Published by anna kaur on

My mom always tells me that I’m every South Asian parent’s nightmare. She’s joking, but she’s not wrong. 

People don’t believe me when I tell them I’m Desi girl from Newfoundland. But this island in the middle of the ocean, jutting off the coast of Canada, is where my mother found solace for our tiny family of two after leaving her abusive husband and in-laws. I was raised by a single mother and my Nana ji, who carried the weight of having four daughters in an environment where sons are a socio-cultural currency. But they existed outside the confines of these belief systems, fostering my youthful accolades of being argumentative and steadfast in my ideologies. These attributes have, almost inevitably, culminated in me going to law school. I am currently an articling student working with low-income and marginalized clients and have found a passion for the practice of immigration and refugee law.  This practice is so meaningful to me; one of my first memories is of my Nana ji bringing a young Punjabi woman to stay in our home because she had been sponsored by her spouse and was living with extreme domestic violence. That day my Nana ji and a complete stranger staying in my home taught me the value and strength in being a woman. I hope to propel his legacy and my mother’s resilience by using the law as a tool to give agency to immigrant and refugee women and children. 

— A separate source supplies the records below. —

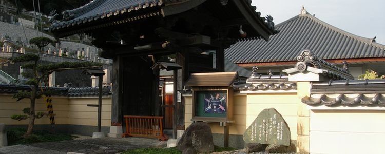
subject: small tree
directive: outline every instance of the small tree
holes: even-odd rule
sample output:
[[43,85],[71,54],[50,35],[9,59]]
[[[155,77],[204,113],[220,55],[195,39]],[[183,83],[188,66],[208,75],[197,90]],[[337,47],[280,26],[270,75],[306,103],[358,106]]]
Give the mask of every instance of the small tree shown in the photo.
[[45,37],[37,37],[29,40],[29,43],[34,44],[39,48],[39,53],[41,53],[42,48],[53,42],[53,40]]
[[382,79],[384,79],[384,75],[378,77],[378,74],[377,74],[377,72],[371,69],[367,70],[367,71],[364,74],[358,76],[358,80]]
[[35,119],[42,118],[46,114],[42,112],[35,113],[36,99],[41,98],[43,95],[48,95],[52,94],[52,91],[49,90],[43,91],[39,90],[41,83],[45,79],[48,79],[49,75],[54,71],[91,68],[100,68],[102,65],[101,63],[90,62],[64,62],[49,64],[41,64],[38,63],[40,59],[40,58],[38,55],[28,53],[11,60],[12,62],[14,63],[27,62],[22,65],[22,68],[31,70],[31,71],[24,72],[22,74],[24,77],[28,79],[28,81],[25,82],[25,84],[29,85],[30,90],[27,91],[19,91],[13,95],[13,98],[17,99],[16,101],[26,98],[29,99],[30,107],[23,110],[25,115],[13,115],[11,117],[13,119],[19,121],[29,119],[28,128],[25,134],[26,136],[30,135],[32,133]]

I am a South Asian woman who has tattoos and piercings. I identify as queer. I write soft poetry and opinionated commentary. I am dedicated to pushing our community to dismantle their shadism, misogyny and homophobia. I speak and laugh loudly and I wear clothing that is utterly unacceptable to most aunties. I do this because racialized women deserve a platform and a voice and an identity outside of patriarchal definitions. I believe I should have the ability, along with every other woman, to unapologetically flaunt my feminism, my queerness, and the fruits of my consciousness without the constant ear-worm of “log kya kahenge?” Our words have such profound importance, and I aspire to do everything I can to make sure they can be heard.